Emocionó verle en algunos de los últimos partidos del curso pasado, lesionado de la ingle, manteniendo por pura voluntad y colocación el tipo ante los ataques rivales, cumpliendo al límite del heroísmo con su equipo y con su nuevo entrenador, excompañero de tantas alegrías. Pero en ese momento me venía a la cabeza si con otra vida, otro descanso y otra dedicación fuera del campo, Piqué no estaría en condiciones menos penosas. No sé si Xavi pensaría eso mismo, pero la posición de central ha sido la más reforzada desde su llegada: Eric Garcia, Christensen y Koundé. Tres más Araújo, cuatro por delante. Piqué ahora es el quinto. Da pena.

Pero también está el Piqué fuera del campo. Aquel niñato que tiraba bombas fétidas, escupió a un directivo por la espalda o se chuleó ante un policía urbano.
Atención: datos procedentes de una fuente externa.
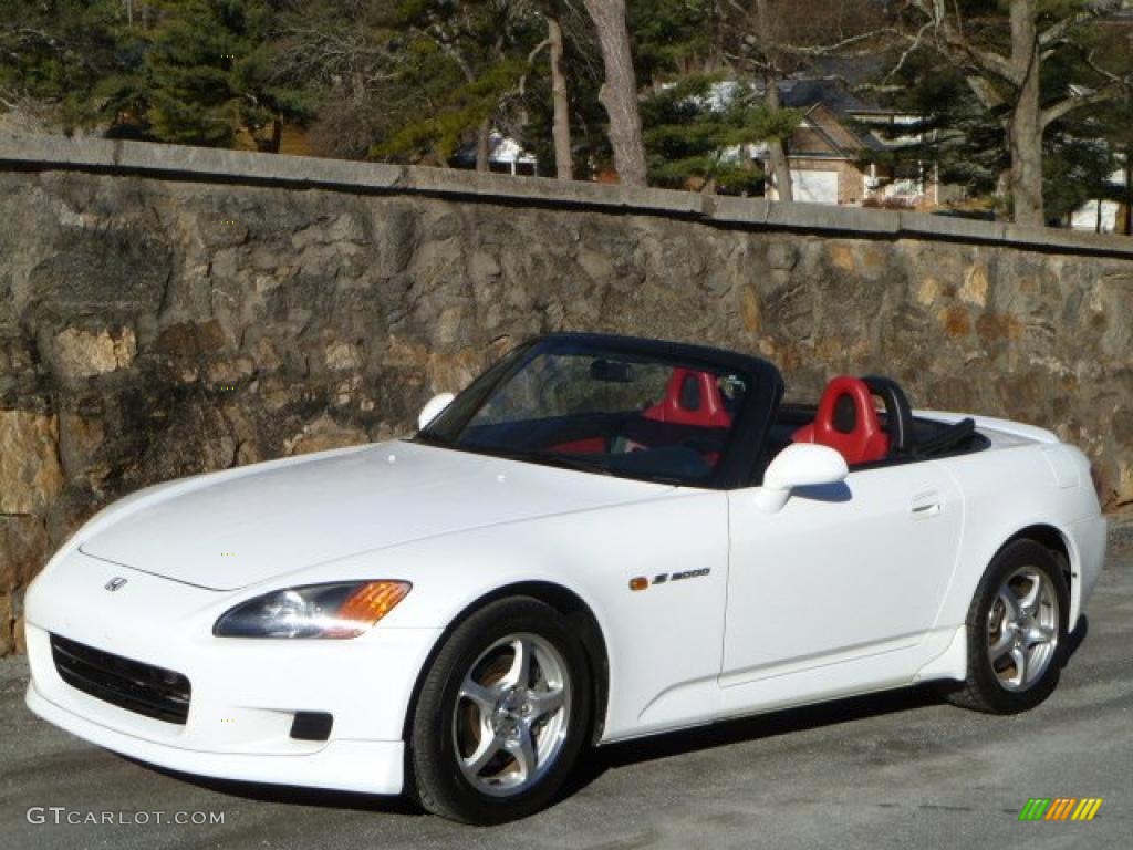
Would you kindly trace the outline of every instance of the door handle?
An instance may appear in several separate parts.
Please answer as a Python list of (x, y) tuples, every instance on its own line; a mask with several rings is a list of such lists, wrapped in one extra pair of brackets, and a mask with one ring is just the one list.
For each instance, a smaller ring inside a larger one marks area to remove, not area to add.
[(913, 496), (913, 519), (928, 519), (929, 517), (935, 517), (943, 509), (944, 501), (940, 499), (940, 494), (936, 491)]

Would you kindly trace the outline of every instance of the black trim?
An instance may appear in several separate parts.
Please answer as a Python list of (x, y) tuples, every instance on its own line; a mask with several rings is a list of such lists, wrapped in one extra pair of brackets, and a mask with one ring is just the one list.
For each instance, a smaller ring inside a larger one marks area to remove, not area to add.
[(334, 715), (326, 712), (296, 712), (291, 737), (297, 741), (325, 741), (333, 726)]
[(67, 685), (119, 708), (185, 724), (191, 686), (180, 673), (51, 636), (51, 656)]

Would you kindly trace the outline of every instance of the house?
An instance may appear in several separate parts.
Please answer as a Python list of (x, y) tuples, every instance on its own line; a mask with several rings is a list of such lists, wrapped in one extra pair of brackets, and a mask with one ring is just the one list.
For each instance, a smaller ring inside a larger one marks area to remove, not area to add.
[[(780, 84), (783, 107), (802, 112), (802, 122), (786, 141), (795, 201), (820, 204), (897, 207), (936, 206), (942, 190), (936, 169), (913, 162), (895, 170), (869, 162), (925, 139), (913, 127), (920, 118), (862, 99), (841, 80), (787, 79)], [(902, 134), (902, 127), (910, 133)], [(766, 146), (753, 151), (770, 172)], [(776, 197), (774, 186), (768, 196)]]
[[(1109, 176), (1114, 188), (1124, 188), (1130, 197), (1133, 189), (1133, 168), (1123, 167)], [(1124, 233), (1133, 236), (1133, 205), (1116, 201), (1088, 201), (1070, 215), (1067, 222), (1072, 230), (1085, 230), (1093, 233)]]

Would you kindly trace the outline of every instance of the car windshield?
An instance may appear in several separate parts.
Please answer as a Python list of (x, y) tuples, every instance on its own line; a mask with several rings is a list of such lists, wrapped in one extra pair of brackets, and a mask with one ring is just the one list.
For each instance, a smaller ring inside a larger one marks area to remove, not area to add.
[(423, 442), (624, 477), (700, 484), (727, 452), (749, 375), (704, 362), (562, 342), (520, 349)]

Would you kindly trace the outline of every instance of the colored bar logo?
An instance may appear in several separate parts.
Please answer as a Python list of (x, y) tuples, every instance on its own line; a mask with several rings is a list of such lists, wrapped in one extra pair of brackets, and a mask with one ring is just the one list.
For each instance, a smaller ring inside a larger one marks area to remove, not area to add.
[(1019, 813), (1020, 821), (1092, 821), (1101, 797), (1032, 797)]

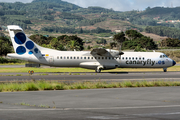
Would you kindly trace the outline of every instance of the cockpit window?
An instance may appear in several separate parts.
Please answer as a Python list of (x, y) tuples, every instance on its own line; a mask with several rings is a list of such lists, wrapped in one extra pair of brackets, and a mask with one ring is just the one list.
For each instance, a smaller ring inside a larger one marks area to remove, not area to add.
[(167, 55), (160, 55), (160, 58), (168, 58), (168, 56)]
Luego profeta de las nuevas tecnologías (¿qué fue de Periscope?), conseguidor de patrocinio para el Barça, comisionista de ventaja con Rubiales, exégeta incomprendido del procés, creador de una nueva Copa Davis (viaje va y viaje viene a Madrid), presidente del Andorra y por ende presidenciable del Barça, finalmente pasto de ‘paparazzi’… Demasiadas naranjas en el aire. Una forma de entender el fútbol radicalmente opuesta a la de Xavi, que siempre practicó su profesión como un sacerdocio excluyente.